Friendly reminder that it's very easy, and very common, for racists to disavow their racism when it's expedient to do so (e.g. an extreme example https://youtu.be/zcoYKuoiUrY?t=1568 )


>I am also in the UK and there is lots of hand-wringing about "the extreme far right" but if you gently probe what people mean by "extreme far right" they mean "Brexit" or "not electing Jeremy Corbyn".

Yeah, the funny thing about the UK is hearing from a country where the center-left party bombed an election precisely because it couldn't throw away its woke wing on two big "woke" issues (Brexit and antisemitism), and hearing that "anyone who's not far-right is woke". Well no. Keir Starmer won his place as head of Labour precisely by his willingness to reject further coalition with the "wokes", when Corbyn had been unwilling to really oppose them at all.
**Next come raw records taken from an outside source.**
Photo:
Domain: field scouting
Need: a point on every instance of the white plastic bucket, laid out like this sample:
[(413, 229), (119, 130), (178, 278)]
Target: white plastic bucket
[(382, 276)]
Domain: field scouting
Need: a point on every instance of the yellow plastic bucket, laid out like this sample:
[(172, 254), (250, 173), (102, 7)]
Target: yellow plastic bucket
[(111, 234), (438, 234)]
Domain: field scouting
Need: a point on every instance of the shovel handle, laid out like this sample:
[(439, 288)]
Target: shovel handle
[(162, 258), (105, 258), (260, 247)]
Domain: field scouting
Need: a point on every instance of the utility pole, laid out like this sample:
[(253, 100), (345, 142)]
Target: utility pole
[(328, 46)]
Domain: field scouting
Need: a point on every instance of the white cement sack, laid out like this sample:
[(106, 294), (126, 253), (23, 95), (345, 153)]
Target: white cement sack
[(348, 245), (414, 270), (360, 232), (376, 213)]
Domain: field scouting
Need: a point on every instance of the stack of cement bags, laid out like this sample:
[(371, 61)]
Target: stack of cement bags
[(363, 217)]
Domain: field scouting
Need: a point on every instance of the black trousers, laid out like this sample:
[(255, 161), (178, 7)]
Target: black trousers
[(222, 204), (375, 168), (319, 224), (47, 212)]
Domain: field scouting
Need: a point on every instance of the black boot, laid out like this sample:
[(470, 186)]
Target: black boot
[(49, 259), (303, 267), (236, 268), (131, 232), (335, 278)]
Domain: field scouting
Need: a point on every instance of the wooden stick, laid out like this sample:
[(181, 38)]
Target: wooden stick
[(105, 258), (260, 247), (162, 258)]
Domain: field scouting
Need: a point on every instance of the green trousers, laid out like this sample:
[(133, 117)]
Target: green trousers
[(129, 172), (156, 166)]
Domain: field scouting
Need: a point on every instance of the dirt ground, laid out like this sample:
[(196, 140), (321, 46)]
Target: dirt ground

It feels odd to portray the 2019 election as lost on "wokeism", or that Corbyn let that policy take over. By the end, Corbyn was the target of that crowd, being branded as an anti-semite for what amounts to "being too critical of Israel", and "being leader while being seen as too soft on others accused of anti-semitism".

Aside from that, the 2019 election was really a Brexit election. Labour failed to pick a side, and the Conservatives were promising to get Brexit done and were early enough in the negotiations that they could promise it would be a soft brexit or maximum brexit depending on which crowd they thought would hear their comments.